We can get the locus using the relation $\tan\theta=\frac{2LR}{L^{2}-R^{2}}$ where $R$ is radius of circle and $L$ is length of tangent from the given point. We can write $L=\sqrt{h^{2}+k^{2}-25}$. On solving we get the locus as $$\tan^{2}\theta(x^{2}+y^{2}-50)^{2}=100(x^{2}+y^{2}-25)$$ How do we comment on the area bounded by this curve for $\theta\in (\frac{\pi}{2},\pi)$ and $\theta\in(\frac{\pi}{4},\frac{\pi}{2})$. Alternately, is there another way to see the area bounded by the locus of such a point without finding the locus.
The equation of the locus you have found looks exact, but it's hard for me to find out its origin (I don't understand your $\tan\theta=\frac{2LR}{L^{2}-R^{2}}$ and how I can exploit it).

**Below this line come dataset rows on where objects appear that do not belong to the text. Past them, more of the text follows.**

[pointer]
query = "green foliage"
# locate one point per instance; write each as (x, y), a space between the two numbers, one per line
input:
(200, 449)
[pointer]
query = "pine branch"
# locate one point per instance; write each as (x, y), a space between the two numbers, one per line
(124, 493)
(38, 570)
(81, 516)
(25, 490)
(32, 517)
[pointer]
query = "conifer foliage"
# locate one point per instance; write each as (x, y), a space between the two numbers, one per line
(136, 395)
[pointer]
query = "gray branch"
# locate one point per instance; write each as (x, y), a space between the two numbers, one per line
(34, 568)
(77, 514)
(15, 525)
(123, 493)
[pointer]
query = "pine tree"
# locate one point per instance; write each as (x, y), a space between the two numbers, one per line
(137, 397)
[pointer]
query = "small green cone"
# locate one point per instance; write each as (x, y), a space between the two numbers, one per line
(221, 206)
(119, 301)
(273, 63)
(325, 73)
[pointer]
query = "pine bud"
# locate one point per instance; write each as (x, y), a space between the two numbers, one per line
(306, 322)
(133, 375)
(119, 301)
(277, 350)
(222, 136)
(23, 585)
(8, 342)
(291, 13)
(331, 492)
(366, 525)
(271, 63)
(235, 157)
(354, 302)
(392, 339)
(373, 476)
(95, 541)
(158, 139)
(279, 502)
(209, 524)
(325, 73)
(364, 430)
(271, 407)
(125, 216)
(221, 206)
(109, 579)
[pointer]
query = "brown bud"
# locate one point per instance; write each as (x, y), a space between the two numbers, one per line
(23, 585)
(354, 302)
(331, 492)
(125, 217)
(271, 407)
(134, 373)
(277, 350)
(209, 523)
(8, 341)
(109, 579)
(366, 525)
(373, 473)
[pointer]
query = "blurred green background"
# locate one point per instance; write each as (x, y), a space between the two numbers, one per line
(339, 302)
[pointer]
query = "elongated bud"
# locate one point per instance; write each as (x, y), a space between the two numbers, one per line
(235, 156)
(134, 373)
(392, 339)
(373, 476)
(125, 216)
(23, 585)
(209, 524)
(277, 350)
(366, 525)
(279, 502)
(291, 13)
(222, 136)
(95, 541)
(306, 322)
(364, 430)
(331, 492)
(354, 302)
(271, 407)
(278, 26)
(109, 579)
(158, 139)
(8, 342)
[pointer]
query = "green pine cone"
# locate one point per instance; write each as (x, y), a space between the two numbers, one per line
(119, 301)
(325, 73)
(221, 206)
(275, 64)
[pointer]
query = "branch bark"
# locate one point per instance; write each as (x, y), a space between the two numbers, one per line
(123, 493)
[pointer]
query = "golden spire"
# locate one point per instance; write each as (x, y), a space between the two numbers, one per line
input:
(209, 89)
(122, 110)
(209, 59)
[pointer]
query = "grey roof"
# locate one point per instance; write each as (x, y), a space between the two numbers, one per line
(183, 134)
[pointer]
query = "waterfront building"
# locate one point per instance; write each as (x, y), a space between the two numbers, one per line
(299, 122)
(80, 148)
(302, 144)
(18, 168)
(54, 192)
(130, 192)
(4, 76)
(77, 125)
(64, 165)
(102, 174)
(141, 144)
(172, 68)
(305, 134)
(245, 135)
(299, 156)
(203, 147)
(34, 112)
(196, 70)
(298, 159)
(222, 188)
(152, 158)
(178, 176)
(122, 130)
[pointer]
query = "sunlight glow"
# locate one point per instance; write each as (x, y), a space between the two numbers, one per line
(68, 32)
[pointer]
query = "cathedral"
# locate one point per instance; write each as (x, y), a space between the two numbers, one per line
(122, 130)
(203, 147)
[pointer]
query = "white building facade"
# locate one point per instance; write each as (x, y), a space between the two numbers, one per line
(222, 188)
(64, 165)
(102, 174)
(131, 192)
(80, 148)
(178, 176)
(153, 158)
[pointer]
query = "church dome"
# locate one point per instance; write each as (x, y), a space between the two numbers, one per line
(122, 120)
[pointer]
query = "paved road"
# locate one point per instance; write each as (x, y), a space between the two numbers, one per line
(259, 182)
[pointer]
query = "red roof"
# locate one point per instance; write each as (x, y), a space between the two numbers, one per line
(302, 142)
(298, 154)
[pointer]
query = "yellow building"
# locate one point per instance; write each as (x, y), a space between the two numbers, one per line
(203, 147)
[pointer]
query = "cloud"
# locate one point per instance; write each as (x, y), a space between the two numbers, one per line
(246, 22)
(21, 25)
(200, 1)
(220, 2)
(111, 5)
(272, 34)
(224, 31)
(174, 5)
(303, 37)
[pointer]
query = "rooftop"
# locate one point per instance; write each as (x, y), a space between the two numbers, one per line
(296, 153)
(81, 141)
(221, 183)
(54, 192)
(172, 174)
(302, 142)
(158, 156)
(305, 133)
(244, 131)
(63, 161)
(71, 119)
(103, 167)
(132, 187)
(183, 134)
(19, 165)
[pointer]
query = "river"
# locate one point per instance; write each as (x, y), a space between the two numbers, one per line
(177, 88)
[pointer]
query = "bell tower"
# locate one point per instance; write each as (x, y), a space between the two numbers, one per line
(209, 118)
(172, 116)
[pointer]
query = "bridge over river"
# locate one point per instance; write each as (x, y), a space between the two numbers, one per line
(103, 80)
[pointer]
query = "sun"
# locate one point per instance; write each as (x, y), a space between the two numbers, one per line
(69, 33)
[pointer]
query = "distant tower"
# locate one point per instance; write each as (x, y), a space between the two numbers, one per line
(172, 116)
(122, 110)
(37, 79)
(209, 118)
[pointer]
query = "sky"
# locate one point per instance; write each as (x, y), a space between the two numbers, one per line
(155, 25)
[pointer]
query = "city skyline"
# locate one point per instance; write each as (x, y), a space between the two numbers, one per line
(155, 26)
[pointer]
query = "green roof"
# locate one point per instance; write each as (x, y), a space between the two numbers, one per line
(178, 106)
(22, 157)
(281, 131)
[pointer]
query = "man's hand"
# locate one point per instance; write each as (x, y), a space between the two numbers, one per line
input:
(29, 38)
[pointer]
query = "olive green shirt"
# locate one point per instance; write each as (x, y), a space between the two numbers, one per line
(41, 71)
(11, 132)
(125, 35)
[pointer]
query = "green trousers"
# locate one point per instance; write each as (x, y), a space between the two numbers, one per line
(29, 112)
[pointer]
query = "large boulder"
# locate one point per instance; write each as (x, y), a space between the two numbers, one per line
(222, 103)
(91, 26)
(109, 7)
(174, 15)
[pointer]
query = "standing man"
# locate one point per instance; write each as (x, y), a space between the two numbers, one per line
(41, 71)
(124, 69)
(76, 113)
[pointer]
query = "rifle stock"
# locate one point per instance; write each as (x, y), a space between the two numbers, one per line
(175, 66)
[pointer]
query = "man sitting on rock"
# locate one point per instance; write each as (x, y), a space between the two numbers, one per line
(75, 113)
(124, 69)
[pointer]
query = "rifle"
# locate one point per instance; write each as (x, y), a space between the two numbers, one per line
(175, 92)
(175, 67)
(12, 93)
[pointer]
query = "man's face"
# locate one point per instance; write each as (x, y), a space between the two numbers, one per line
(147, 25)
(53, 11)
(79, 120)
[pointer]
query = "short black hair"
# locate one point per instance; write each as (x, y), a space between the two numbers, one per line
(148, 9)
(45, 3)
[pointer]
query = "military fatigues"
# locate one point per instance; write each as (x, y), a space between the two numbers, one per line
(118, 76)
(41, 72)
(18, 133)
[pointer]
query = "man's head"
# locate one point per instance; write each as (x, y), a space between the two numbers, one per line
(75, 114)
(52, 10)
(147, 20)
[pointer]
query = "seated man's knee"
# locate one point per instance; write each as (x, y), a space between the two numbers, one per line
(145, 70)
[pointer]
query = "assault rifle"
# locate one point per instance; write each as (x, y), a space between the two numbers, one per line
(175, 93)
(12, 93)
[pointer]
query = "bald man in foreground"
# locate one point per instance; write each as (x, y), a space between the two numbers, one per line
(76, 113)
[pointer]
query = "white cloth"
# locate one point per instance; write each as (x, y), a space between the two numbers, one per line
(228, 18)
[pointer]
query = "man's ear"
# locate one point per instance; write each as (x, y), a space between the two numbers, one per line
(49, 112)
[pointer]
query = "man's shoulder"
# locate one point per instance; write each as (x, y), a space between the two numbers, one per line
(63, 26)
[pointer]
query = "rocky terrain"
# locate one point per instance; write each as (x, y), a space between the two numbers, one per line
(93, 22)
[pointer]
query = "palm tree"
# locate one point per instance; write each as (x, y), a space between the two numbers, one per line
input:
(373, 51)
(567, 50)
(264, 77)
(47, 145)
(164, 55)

But there is a simpler approach.
If $M$ is any point in the plane, let $T$ be one of the two points of tangency of a tangent issued from $M$ to the circle with center $O$ and radius $5$. In right triangle $MTO$, we have
$$MO=\frac{5}{\sin(\theta/2)}$$
Therefore, for a constant $\theta$, i.e., for a constant $\sin(\theta/2)$, we have a constant distance $MO$ : the locus of such points $M$ is the circle with center $0$ and radius
$$r=\frac{5}{\sin(\theta/2)}$$
with area
$$A(\theta)=\pi \frac{25}{\sin^2(\theta/2)}$$
As $A(...)$ is a decreasing function of $\theta$ on $[(\pi/4),\pi]$, you just have to compute the value of $A$ at the lower bound on each interval, for example, in the third case, $[(\pi/4),(\pi/2)]$, just compute $A(\pi/4)$.
Can you take it from here ?